Türkiye’deki sağlık çalışanları ve özellikle de hekim insan gücü dünyadakilere benzer sorunlara sahip ve süreçteki gelişmeler de benzer şekilde yaşanıyor. Ülkemizde 90’ı aşan sayıda tıp fakültesi, her birinde eğitim koşullarını aşan sayıda öğrenci, hizmeti eğitim ve araştırmayı öncelemeye zorlanan bir eğitici kadrosu bulunuyor. Tıp fakülteleri eğitim programlarını dünya koşullarında ve uluslararası standartlar çerçevesinde yapılandırmaya çalışılıyor.
Tıpta kontenjan ve performans baskısı azaltılmalı
2014 yılında hazırlanan ‘Mezuniyet Öncesi Tıp Eğitimi Ulusal Çekirdek Eğitim Programı’ tıp fakültelerinin eğitim çıktılarını, mezunların yeterliklerini tanımlayan güncel ve kapsamlı bir döküman. 2010 yılından bu yana tıp eğitimi programlarını akredite eden, Dünya Tıp Eğitimi Federasyonu ve Yükseköğretim Kurulu (YÖK) tarafından tanınan Tıp Eğitimi Programlarını Değerlendirme ve Akreditasyon Derneği’nin (TEPDAD) Mezuniyet Öncesi Tıp Eğitimi Ulusal Standartları da yine ülkemizdeki tıp eğitiminde niteliğin sağlanması, yükseltilmesi ve sürdürülmesini hedefliyor.

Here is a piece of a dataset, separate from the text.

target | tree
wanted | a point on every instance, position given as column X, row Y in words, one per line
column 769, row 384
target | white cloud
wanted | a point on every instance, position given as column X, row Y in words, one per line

Türkiye’deki tıp fakültelerinin yapılanması, eğitim programlarının geliştirilmesi ve eğitimlerin güncel koşullarda sürdürülmesinde kurgu ve kuramsal bağlamda dünya örneklerinden geride bir özelliği yok. Mezunlarından beklenen yeterlikler ülkemiz koşullarında olduğu kadar dünyanın her yerinde hekimlik yapabilecek düzeyde. Tıp eğitimimiz; olumsuz yönde etkileyen kontenjan baskılarının azaltılması, eğitim ortam ve donanımlarına ayrılan bütçenin arttırılması, akademik personelin performans baskısından çıkarılıp eğitimi öncelikleyen ve araştırmaya zaman yaratabilen koşullara ulaştırılması sonrasında niteliği çok daha üst düzeyde hekimler yetiştirecek.